According to CGS-CIMB analyst Sharizan Rosely in a note today, MQREIT revenue in the first 9 months (9MFY20) exceeded expectations, driven by strong net real estate income (NPI) margins.


He expects the negative portfolio risk in relation to changes in rents to be low for MQREIT as supported by a 90% renewable rental tax rate.


Sharizan explained that his party found that at the end of 3QFY20, the change in rent should be manageable and stable at a lower single positive figure in the financial year 2020 (FY20).


Although the government is re-implementing and extending the period of the Conditional Movement Control Order (PKPB), Sharizan believes the risk of MQREIT loss at 4QFY20 when providing rental assistance is minimal.


He said, only 4% of MQREIT locations are rented and all tenants are likely to be given rental assistance even at a smaller amount than 2QFY20.


Sharizan added that he increased the expected earnings per share or dividend per share of MQREIT for FY20 to FY22 by 13-20% after generating stronger rental income in the second half of FY20.


“The revised dividend per share (DPS) of 6.2 / 6.4 / 6.4 sen for FY20 / FY21 / 22F translates into an attractive dividend yield of 7.9-8.3%.

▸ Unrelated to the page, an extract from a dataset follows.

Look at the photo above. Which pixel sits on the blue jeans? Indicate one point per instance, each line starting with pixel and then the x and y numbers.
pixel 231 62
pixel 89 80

These results and 9MFY20 pushed our recommendation to MQREIT from ‘hold’ to ‘add’. "The target price based on our dividend discount model increased to 85 sen from 77 sen due to the high DPS forecast and 'rollover' towards the end of the 2021 calendar year (CY21)," he said.


Meanwhile, Kenanga Research analyst Marie Vaz maintained an 'outperform' recommendation for MQREIT with a higher target price (TP) of 82.5 sen compared to 80 sen.


He also increased the company's net profit by 7% for FY20 and FY21 by RM78 million to RM82 million.


In addition, Maybank Investment Bank Research analyst Kevin Wong also maintained a 'buy' recommendation with a TP of RM1.20, after the company met its expectations.


Wong explained that he predicted MQREIT would continue to drive positive growth driven by stable rental income from its long-term tenants.


Yesterday, MQREIT announced that the NPI for 3QFY20 increased by 9% to RM32.4 million compared to RM29.74 million in the same period the previous year.